Perché utilizziamo cavi rivestiti in PTFE per i riscaldatori a infrarossi a base di semiconduttori
Se si gestisce una fabbrica intelligente, il modo in cui vengono collegati i sistemi a infrarossi può determinare il successo o il fallimento dell’intera operazione. Per quanto riguarda i riscaldatori a base di semiconduttori, preferiamo utilizzare cavi rivestiti in PTFE (Teflon). Perché? Perché le sale pulite sono estremamente aggressive nei confronti dei componenti elettrici; è necessario quindi un materiale in grado di resistere al calore e ai prodotti chimici senza subire danni.
Gestione del calore
Utilizziamo il PTFE perché non perde le sue proprietà quando le temperature aumentano. Gli emettitori a infrarossi generano una notevole quantità di energia termica. Se si utilizzasse il PVC standard, i rivestimenti dei cavi si scioglierebbero o inizierebbero a rilasciare sostanze tossiche. È uno scenario disastroso: non si può permettere che dei gas contaminino i wafer. Il PTFE, invece, rimane stabile anche in queste condizioni. Inoltre, resiste anche ai prodotti chimici utilizzati per la limatura e la pulizia. Non bisogna poi temere che i cavi si rompano o si stacchino dopo alcuni mesi di utilizzo intensivo.

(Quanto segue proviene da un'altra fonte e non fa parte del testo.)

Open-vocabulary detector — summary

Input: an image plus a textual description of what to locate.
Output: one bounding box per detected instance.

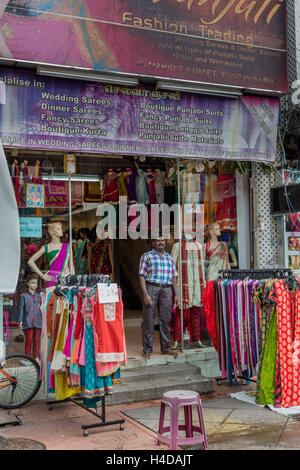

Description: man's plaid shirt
[139,250,178,285]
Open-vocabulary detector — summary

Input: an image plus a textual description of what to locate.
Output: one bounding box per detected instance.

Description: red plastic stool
[157,390,207,450]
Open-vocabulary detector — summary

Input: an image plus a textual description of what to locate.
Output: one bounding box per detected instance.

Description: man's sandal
[162,350,178,359]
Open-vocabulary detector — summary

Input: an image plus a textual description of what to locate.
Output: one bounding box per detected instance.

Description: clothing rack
[47,274,125,437]
[219,268,292,280]
[215,268,292,385]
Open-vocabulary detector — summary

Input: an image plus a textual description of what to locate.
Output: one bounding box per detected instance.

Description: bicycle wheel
[0,354,41,410]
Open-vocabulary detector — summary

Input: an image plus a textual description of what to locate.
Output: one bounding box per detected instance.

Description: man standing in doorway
[139,235,178,359]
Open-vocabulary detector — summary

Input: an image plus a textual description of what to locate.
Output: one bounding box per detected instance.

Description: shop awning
[0,144,20,294]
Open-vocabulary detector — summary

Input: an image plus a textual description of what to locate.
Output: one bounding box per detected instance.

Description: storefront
[1,63,279,370]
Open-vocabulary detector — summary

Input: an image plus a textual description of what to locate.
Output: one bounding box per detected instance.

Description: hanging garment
[253,280,277,405]
[103,172,119,202]
[154,171,165,204]
[135,170,149,205]
[125,171,137,203]
[90,238,112,274]
[75,240,89,274]
[45,243,69,288]
[270,280,300,408]
[216,175,237,232]
[171,239,205,309]
[117,171,128,198]
[203,281,219,351]
[204,175,218,225]
[180,168,200,204]
[19,292,42,330]
[92,289,126,364]
[146,173,156,204]
[83,182,101,202]
[205,241,230,281]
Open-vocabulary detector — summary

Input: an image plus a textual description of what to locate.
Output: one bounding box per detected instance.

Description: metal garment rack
[47,274,125,437]
[215,268,292,385]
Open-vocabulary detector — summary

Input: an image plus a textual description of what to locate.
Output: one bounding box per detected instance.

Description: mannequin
[28,222,70,288]
[88,227,114,280]
[172,233,206,349]
[205,222,237,281]
[19,275,42,362]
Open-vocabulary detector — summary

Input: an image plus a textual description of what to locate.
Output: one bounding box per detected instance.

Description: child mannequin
[19,275,42,363]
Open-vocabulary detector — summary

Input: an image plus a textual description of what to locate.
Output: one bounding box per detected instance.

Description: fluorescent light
[156,80,243,98]
[43,175,101,183]
[36,67,139,86]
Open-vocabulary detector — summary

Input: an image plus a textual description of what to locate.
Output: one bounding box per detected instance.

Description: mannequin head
[48,222,63,238]
[152,234,166,253]
[63,229,75,243]
[184,232,195,242]
[77,227,91,240]
[207,222,221,239]
[26,275,38,293]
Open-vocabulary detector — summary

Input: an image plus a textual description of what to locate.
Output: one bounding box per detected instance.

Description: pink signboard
[0,0,288,93]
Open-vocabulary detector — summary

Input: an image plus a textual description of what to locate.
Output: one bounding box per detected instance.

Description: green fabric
[45,245,60,263]
[256,308,277,405]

Mantenimento della qualità dei dati
Oggi non si tratta soltanto di riscaldare i componenti, ma anche di garantire la qualità dei dati raccolti. Si monitora tutto in tempo reale. Il problema è che i sistemi a infrarossi ad alta efficienza generano molti disturbi elettromagnetici. Senza una corretta protezione e senza isolamento in PTFE, questi disturbi influenzano negativamente i dati raccolti dai sensori. I controller PID iniziano quindi a dare letture errate, e nei risultati si verificano variazioni di temperatura che possono rovinare l’intero lotto di silicio prodotto. Non è certo il modo migliore per trascorrere un martedì…
La realtà dell’installazione
Il PTFE è un materiale scivoloso: questo è un vantaggio quando si devono far passare i cavi attraverso canali stretti. Tuttavia, è anche più rigido del silicone. Non si può semplicemente piegarlo in angoli ripidi senza rischiare di danneggiare il rivestimento del cavo. È necessario pianificare attentamente il raggio di curvatura prima di iniziare l’installazione. Inoltre, c’è anche il problema dell’alimentazione: gli array a infrarossi ad alta densità richiedono una grande quantità di corrente. È quindi necessario scegliere il giusto diametro del cavo per evitare cali di tensione. Ma se il cavo è troppo spesso, occupa troppo spazio e ostacola la circolazione dell’aria. È necessario trovare un equilibrio tra l’isolamento dei cavi e la prevenzione del surriscaldamento degli elementi di controllo.